THE CHINA SYNDROME: China’s Deflationary Spiral Is Now Entering Dangerous New Stage.
Deflation stalking China since last year is now showing signs of spiraling, threatening to worsen the outlook for the world’s second-largest economy and raising calls for immediate policy action.
Data released Monday confirmed that apart from food costs, consumer price growth barely registered in large swathes of the economy at a time when incomes are sagging.
A broader measure of economy-wide prices known as the gross domestic product deflator will likely extend its current five-quarter drop into 2025, according to Bloomberg Economics and analysts at banks including BNP Paribas SA. That would amount to China’s longest streak of deflation since data began in 1993.
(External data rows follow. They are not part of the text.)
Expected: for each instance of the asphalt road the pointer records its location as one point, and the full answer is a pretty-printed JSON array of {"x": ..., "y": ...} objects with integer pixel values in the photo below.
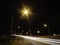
[{"x": 39, "y": 40}]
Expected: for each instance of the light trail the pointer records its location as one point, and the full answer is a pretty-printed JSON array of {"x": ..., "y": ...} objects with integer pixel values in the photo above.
[{"x": 42, "y": 40}]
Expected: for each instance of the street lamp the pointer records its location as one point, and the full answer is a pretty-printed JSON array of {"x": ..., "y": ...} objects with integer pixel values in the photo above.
[{"x": 46, "y": 26}]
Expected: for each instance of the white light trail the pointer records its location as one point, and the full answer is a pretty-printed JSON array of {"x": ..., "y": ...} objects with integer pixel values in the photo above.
[{"x": 42, "y": 40}]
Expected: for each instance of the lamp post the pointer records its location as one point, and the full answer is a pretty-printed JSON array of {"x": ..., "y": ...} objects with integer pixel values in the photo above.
[
  {"x": 11, "y": 25},
  {"x": 46, "y": 26}
]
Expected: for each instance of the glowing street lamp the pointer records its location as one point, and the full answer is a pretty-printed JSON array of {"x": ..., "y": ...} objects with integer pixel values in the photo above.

“We are definitely in deflation and probably going through the second stage of deflation,” said Robin Xing, chief China economist at Morgan Stanley, citing evidence from wage decreases. “Experience from Japan suggests that the longer deflation drags on, the more stimulus China will eventually need to break the debt-deflation challenge.”
The danger for China is deflation could snowball by encouraging households reeling from falling paychecks to cut back on spending, or delay purchases because they expect prices to fall further. Corporate revenues will suffer, stifling investment and leading to further salary cuts and layoffs, bankrupting families and firms.
So far, Beijing has been trying to export their problem — literally — by flooding global markets with even cheaper goods. But there are limits, economically and politically, to how much of that other countries will absorb.
Xi Jinping can either loosen controls or prepare for a Japan-style “lost decade.”